One of the things that I love about being a follower of Jesus is witnessing the transformational power of the gospel in the lives of those who receive it. This transformation happens as the Holy Spirit applies the truths of God to the believers’ lives. For about 2000 years the Holy Spirit has been transforming the behavior of millions of Christians, most of the time in contrast to the behavioral standards of their cultural settings.

When the apostle Paul came into the city of Corinth to preach the gospel, the Corinthians held as normal some very corrupted standards of sexual behavior. In Corinth it was normal for the husbands to have sexual relationships with multiple women, including prostitutes and slaves, while the wives were expected to remain sexually loyal to their husbands. As people within the city began to respond to the gospel and continued to learn from the apostle Paul the fundamental principles of God’s Word, a sexual behavioral transformation took place in the lives of the new believers. Unfortunately, as the apostle left the city, the Corinthian church became very tolerant of sexual sin (1 Cor. 5:1). Apparently, some of the Corinthian male believers considered sexual relationships outside of the context of marriage to be compatible with their new life in Christ (1 Cor. 6:15).

As news about this came to the apostle Paul’s ears, he decided to write 1 Corinthians to remind them, among many other things, about some sexual principles that every married follower of Jesus ought to put into practice (1 Corinthians 7:1-5). In this section of the letter, Paul’s intentions were not to ask the Corinthians to abstain from sex altogether, but to reinstruct them in the matter of scriptural sexual morality and to admonish them to avoid the practice of adultery. Paul’s teaching most definitely set an expectation for all-male married believers of the city of Corinth that was very countercultural to their social stratum.
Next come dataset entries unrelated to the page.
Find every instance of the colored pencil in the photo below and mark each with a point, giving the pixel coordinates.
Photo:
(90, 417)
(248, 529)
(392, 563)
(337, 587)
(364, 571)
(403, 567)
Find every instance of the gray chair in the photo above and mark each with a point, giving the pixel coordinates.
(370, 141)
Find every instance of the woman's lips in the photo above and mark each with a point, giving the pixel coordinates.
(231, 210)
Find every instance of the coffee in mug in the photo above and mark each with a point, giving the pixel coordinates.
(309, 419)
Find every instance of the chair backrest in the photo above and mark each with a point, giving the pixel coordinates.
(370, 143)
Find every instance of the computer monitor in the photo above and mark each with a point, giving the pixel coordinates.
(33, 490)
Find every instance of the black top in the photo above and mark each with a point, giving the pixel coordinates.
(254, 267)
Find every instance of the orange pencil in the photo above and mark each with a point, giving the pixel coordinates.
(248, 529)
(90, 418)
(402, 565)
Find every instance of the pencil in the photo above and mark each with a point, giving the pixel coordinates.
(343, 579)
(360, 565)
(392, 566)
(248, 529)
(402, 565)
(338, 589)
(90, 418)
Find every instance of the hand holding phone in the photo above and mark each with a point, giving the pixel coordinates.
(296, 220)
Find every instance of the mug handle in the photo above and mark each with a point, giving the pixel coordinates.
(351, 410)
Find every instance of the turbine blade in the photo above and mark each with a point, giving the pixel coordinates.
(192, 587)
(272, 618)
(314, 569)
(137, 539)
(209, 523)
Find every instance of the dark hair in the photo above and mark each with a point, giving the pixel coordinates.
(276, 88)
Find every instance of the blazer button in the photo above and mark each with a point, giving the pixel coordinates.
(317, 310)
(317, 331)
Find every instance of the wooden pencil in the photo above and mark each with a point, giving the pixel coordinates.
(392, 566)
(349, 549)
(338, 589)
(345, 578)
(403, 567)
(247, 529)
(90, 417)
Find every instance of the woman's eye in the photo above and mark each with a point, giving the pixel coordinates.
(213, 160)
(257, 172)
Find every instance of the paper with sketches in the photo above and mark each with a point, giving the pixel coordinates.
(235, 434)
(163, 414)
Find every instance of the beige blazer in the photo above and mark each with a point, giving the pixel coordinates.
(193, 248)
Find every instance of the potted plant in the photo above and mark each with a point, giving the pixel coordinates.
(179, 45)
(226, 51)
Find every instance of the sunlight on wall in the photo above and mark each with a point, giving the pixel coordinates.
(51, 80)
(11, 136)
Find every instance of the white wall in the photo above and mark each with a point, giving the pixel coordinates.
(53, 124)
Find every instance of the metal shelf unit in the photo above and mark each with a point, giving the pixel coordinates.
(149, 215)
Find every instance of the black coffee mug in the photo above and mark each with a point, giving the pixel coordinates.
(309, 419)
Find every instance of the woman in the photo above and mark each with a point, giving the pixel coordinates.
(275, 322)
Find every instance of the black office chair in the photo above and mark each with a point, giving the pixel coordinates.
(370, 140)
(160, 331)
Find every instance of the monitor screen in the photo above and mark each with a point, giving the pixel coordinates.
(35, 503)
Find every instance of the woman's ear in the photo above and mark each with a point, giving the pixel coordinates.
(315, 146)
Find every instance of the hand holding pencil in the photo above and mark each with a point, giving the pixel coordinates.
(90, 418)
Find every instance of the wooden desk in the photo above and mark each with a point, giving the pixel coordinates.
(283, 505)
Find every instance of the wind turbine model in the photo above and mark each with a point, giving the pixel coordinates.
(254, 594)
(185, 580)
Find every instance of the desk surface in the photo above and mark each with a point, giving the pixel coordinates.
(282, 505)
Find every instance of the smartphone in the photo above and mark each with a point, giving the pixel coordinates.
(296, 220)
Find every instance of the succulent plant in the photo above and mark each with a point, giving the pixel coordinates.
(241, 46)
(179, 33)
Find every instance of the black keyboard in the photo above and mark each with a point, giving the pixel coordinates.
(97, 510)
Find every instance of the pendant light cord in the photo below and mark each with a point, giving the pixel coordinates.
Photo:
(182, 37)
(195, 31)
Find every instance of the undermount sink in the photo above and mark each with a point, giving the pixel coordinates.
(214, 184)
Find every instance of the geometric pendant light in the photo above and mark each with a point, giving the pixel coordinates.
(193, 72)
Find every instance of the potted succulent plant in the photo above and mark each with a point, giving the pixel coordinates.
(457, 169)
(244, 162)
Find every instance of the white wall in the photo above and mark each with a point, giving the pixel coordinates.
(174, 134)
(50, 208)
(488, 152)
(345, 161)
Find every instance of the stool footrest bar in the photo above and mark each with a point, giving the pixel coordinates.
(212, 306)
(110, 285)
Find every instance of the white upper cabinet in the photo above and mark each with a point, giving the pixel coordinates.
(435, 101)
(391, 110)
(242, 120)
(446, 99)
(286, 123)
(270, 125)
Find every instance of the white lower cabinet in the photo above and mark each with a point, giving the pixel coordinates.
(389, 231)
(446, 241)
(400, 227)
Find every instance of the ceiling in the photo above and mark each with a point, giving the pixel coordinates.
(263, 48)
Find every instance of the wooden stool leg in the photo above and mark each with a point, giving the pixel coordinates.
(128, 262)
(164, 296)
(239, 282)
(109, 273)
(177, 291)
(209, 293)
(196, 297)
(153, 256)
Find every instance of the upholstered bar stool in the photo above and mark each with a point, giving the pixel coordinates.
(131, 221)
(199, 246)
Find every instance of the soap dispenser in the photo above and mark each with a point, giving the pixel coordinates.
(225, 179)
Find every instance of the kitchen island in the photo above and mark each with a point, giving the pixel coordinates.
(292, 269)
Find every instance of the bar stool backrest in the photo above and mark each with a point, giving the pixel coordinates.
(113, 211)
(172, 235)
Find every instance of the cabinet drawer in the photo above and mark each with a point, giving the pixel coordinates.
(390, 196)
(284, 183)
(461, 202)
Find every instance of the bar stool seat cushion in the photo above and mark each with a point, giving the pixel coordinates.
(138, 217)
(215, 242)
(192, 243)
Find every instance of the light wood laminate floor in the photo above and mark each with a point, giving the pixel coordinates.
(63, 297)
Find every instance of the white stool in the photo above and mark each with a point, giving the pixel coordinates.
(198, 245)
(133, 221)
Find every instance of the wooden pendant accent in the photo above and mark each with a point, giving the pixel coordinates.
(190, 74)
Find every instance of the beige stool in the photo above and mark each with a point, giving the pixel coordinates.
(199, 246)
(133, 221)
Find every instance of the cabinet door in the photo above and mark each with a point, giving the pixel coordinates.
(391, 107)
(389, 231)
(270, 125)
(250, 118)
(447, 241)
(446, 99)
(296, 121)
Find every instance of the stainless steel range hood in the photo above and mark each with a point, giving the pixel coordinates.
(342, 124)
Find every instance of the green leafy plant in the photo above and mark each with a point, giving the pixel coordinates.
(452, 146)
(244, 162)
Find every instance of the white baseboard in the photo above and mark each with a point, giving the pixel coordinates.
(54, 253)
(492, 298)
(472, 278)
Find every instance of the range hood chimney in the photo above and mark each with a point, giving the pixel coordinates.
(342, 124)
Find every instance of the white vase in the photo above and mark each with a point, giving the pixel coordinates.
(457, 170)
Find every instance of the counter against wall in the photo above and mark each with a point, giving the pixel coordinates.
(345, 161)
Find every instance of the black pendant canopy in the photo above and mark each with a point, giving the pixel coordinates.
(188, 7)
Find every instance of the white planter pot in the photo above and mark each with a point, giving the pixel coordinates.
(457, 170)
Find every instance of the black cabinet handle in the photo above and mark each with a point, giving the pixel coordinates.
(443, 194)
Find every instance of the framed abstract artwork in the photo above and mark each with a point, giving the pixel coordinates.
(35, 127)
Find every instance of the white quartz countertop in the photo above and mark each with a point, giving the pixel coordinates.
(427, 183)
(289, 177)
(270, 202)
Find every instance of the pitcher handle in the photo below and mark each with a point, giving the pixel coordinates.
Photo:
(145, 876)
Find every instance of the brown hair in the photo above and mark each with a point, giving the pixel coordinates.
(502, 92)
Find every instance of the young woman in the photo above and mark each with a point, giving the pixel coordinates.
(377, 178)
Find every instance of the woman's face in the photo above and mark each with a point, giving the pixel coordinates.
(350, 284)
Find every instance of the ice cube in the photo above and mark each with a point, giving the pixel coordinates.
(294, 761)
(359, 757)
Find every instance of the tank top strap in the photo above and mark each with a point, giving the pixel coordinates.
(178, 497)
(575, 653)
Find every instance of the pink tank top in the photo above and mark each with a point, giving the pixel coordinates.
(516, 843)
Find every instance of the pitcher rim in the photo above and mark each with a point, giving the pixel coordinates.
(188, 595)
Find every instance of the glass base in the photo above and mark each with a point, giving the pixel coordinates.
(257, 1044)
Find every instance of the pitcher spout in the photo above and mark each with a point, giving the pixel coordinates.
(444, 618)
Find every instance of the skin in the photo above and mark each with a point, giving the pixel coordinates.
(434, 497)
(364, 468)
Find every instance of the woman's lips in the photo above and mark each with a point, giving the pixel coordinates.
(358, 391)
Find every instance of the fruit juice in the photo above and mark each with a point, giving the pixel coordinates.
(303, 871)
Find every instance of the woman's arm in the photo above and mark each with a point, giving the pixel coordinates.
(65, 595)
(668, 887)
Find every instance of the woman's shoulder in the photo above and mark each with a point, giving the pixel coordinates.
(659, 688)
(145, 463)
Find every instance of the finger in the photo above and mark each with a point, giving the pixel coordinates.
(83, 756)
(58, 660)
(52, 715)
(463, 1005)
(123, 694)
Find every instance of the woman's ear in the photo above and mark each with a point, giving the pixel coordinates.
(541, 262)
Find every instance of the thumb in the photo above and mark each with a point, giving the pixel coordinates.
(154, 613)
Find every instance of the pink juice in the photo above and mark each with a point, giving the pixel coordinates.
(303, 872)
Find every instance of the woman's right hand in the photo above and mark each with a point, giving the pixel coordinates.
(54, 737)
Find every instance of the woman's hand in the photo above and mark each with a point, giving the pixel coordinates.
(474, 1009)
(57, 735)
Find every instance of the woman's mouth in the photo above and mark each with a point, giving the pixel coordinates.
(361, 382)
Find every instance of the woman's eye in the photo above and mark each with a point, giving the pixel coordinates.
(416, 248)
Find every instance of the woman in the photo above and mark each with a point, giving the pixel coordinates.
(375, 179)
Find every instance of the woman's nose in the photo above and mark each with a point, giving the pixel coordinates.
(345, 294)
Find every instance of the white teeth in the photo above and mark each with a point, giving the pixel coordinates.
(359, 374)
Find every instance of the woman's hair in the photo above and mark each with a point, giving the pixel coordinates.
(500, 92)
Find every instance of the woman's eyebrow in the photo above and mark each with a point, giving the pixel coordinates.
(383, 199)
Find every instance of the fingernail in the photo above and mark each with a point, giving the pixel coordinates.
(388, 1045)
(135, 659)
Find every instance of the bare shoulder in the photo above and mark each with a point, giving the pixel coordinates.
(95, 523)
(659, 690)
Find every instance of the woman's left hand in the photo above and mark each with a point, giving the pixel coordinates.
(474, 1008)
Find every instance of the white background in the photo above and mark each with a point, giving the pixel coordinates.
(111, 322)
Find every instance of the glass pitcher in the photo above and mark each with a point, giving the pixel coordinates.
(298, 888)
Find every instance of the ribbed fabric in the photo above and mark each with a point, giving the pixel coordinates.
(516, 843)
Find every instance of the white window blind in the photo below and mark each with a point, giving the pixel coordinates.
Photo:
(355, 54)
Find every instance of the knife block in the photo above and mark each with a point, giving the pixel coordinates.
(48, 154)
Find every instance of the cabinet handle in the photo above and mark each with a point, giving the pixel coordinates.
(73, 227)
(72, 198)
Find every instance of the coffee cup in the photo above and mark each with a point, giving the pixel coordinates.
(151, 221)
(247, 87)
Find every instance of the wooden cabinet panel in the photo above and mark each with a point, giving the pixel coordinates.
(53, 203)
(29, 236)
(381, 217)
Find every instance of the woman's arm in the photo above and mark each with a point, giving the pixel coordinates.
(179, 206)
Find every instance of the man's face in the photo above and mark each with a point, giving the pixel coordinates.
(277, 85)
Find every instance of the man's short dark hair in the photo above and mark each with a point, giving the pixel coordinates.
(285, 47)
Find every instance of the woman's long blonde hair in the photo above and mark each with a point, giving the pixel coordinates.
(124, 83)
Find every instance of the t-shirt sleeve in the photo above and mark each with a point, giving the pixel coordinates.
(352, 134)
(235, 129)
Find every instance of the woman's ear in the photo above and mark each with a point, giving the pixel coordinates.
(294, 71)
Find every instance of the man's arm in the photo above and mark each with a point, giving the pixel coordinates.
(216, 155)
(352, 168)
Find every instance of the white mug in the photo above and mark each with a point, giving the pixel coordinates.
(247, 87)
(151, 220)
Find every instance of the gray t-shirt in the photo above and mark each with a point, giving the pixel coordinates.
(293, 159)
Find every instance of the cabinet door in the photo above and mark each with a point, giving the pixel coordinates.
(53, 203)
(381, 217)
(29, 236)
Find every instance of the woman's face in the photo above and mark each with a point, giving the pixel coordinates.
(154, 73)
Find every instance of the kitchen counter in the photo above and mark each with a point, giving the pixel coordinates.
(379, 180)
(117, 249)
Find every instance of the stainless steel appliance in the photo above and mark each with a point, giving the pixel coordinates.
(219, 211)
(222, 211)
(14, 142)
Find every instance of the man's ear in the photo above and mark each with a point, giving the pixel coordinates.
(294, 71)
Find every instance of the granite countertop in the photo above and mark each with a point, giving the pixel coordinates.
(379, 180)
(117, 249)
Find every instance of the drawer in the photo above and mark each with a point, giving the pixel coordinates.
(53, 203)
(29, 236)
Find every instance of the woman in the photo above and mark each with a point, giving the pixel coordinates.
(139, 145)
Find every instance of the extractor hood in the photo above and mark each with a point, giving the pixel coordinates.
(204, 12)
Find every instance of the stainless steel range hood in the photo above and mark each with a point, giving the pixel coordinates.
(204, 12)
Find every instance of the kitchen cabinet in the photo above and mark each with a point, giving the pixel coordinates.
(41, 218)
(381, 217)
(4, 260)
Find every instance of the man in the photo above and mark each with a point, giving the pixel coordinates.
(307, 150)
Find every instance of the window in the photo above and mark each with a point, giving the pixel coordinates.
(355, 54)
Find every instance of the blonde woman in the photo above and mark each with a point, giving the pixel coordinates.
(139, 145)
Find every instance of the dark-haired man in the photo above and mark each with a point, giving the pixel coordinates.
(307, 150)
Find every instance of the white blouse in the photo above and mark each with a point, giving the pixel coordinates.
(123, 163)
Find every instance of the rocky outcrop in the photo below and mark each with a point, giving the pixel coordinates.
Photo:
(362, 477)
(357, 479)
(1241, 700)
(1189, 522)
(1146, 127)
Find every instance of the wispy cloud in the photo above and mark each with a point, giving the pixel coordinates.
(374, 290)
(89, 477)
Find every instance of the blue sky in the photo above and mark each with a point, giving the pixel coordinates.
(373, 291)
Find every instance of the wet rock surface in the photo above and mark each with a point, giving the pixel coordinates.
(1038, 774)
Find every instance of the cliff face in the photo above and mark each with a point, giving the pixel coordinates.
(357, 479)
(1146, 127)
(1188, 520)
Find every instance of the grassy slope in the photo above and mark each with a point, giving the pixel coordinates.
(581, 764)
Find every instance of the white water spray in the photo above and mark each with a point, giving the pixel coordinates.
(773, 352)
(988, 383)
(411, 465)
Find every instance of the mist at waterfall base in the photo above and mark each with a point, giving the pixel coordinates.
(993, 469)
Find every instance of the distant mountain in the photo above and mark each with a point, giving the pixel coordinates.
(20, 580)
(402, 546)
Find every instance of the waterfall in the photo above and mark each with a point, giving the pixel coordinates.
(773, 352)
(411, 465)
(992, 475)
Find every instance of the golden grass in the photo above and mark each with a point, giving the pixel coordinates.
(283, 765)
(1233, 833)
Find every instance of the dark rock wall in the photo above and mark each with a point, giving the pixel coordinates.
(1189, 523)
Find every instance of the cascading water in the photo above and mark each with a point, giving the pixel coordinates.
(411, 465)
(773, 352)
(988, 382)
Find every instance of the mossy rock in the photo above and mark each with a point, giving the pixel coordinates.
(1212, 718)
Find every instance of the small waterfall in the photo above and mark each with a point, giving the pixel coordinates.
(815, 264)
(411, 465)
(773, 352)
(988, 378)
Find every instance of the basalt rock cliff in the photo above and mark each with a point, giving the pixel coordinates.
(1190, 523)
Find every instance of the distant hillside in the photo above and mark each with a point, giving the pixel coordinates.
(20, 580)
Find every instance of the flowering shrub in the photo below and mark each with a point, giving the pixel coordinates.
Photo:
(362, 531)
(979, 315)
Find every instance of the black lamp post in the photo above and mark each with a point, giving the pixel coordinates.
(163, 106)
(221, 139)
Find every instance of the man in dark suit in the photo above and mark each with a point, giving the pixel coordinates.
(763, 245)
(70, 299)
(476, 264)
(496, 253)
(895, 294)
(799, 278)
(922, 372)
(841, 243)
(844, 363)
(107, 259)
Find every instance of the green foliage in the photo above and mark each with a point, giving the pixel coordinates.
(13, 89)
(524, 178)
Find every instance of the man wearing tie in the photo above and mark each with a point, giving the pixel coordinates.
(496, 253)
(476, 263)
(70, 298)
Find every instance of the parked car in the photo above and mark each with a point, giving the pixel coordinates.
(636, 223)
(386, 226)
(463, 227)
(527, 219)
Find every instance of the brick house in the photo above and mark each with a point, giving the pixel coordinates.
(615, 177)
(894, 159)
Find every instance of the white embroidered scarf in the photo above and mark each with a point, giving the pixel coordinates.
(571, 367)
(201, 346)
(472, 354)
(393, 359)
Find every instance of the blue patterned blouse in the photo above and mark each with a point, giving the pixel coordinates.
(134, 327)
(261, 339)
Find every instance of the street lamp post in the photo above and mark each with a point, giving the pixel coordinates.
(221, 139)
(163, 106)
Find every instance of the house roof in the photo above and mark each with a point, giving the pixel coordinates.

According to Paul’s teachings, every male married believer was expected to remain sexually loyal to his wife in a setting where this was only expected of women. This principle was so transformational that as more believers lived it out, it became one of the distinctive of early Christianity. Within the church, Christian wives were addressed by their husbands as equals and female slaves were no longer treated as sexual objects. So yes, Paul’s teachings were as radical back then as they are right now, but God intended them for the good of His people and the glory of His Name.